Amélie n'était pas arrivée; mais il était venu un autre visiteur, un visiteur que l'on n'attendait pas; c'était le père Bordier.
Lorsque la voisine lui annonça cette visite, la pauvre aveugle éprouva une véritable terreur: elle pensa à son argent.
«Est-il resté longtemps? demanda Marie d'une voix altérée.
—Oui; quand il a appris que Mlle Madeleine était ici, il a voulu l'attendre, et nous l'avons laissé entrer.»
Les quatre femmes pénétrèrent dans cette sombre mansarde, en proie à une affreuse appréhension; car ces mille francs, c'était pour elles un bonheur inespéré, le bien-être, l'insouciance pour plusieurs années.
«Va voir, Marie, dit la pauvre mère toute tremblante; tu sais bien, toujours au même endroit.»
Marie y courut
Hélas! il n'y avait plus rien. Elle souleva la paillasse, la secoua, la remua en tous sens, et puis toutes fiévreusement la vidèrent, et brin à brin éparpillèrent la paille. Leur père avait enlevé leur unique, leur suprême ressource.
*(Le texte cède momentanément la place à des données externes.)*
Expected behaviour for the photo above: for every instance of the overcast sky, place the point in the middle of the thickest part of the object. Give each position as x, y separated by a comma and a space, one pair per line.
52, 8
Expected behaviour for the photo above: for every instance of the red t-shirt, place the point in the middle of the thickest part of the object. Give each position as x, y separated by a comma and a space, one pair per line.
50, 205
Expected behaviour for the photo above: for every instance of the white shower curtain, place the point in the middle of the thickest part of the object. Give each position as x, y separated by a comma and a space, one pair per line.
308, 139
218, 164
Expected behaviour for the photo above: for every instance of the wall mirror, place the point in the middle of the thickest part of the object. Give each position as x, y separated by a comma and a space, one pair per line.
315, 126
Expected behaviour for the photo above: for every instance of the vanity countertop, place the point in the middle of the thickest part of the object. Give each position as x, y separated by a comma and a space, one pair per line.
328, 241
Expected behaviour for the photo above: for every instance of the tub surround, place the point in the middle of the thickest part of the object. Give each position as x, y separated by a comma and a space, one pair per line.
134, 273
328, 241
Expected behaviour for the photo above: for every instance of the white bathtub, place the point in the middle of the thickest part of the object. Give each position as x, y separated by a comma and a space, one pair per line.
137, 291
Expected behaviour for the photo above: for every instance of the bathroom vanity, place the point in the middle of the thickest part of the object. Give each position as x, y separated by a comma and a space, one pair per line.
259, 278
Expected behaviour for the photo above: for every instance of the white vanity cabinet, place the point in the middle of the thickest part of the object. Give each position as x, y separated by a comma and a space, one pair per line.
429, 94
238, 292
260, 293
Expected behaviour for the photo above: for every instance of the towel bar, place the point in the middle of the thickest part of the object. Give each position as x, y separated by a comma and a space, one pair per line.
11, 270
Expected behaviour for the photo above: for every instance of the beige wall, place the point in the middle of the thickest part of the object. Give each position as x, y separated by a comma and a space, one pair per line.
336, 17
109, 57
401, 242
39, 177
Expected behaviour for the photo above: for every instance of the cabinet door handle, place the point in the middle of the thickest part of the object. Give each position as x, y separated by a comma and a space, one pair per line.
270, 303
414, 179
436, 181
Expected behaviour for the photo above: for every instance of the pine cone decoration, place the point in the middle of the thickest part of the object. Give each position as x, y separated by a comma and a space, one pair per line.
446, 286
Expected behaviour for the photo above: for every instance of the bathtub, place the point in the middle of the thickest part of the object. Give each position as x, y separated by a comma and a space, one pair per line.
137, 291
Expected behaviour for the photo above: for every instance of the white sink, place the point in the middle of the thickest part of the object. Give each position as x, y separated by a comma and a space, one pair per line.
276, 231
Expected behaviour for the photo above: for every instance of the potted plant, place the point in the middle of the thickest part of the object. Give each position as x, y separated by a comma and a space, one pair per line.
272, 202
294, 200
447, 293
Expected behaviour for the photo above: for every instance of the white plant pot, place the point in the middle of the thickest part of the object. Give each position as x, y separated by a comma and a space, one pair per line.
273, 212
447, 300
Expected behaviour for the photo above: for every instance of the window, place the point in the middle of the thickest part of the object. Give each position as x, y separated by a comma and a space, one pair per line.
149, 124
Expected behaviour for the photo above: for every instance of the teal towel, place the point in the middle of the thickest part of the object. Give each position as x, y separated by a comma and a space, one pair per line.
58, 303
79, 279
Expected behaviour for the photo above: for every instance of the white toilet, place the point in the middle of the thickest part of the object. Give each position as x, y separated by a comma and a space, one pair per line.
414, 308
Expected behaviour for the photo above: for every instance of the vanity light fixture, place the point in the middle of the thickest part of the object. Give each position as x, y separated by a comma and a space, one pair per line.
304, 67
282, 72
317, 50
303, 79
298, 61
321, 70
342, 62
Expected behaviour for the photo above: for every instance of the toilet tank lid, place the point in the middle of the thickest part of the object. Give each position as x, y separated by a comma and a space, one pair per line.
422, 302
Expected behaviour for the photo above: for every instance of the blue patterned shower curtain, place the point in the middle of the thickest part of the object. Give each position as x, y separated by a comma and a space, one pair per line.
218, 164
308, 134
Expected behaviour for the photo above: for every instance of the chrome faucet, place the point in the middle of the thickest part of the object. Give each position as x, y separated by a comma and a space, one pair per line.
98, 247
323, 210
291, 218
Les yeux éteints de la vieille mère retrouvèrent des larmes pour pleurer cette nouvelle infortune. Marie et Claudine pleuraient aussi. Madeleine, elle, ne pleurait point; car elle ne connaissait pas encore la valeur de l'argent pour celui qui le gagne sou à sou à la sueur de son front.
Bien qu'elle n'eût cessé de vivre par le cœur au milieu de sa famille, il était cependant une foule de privations, d'angoisses, de tortures, d'humiliations journalières causées par la misère, et qu'elle n'avait pu deviner. Aussi la douleur si grande de sa mère et de ses sœurs lui paraissait presque enfantine. Il lui semblait que les larmes devaient couler seulement pour les souffrances du cœur. Mais la misère ne nous fait-elle pas souffrir à toute heure dans nos affections les plus chères?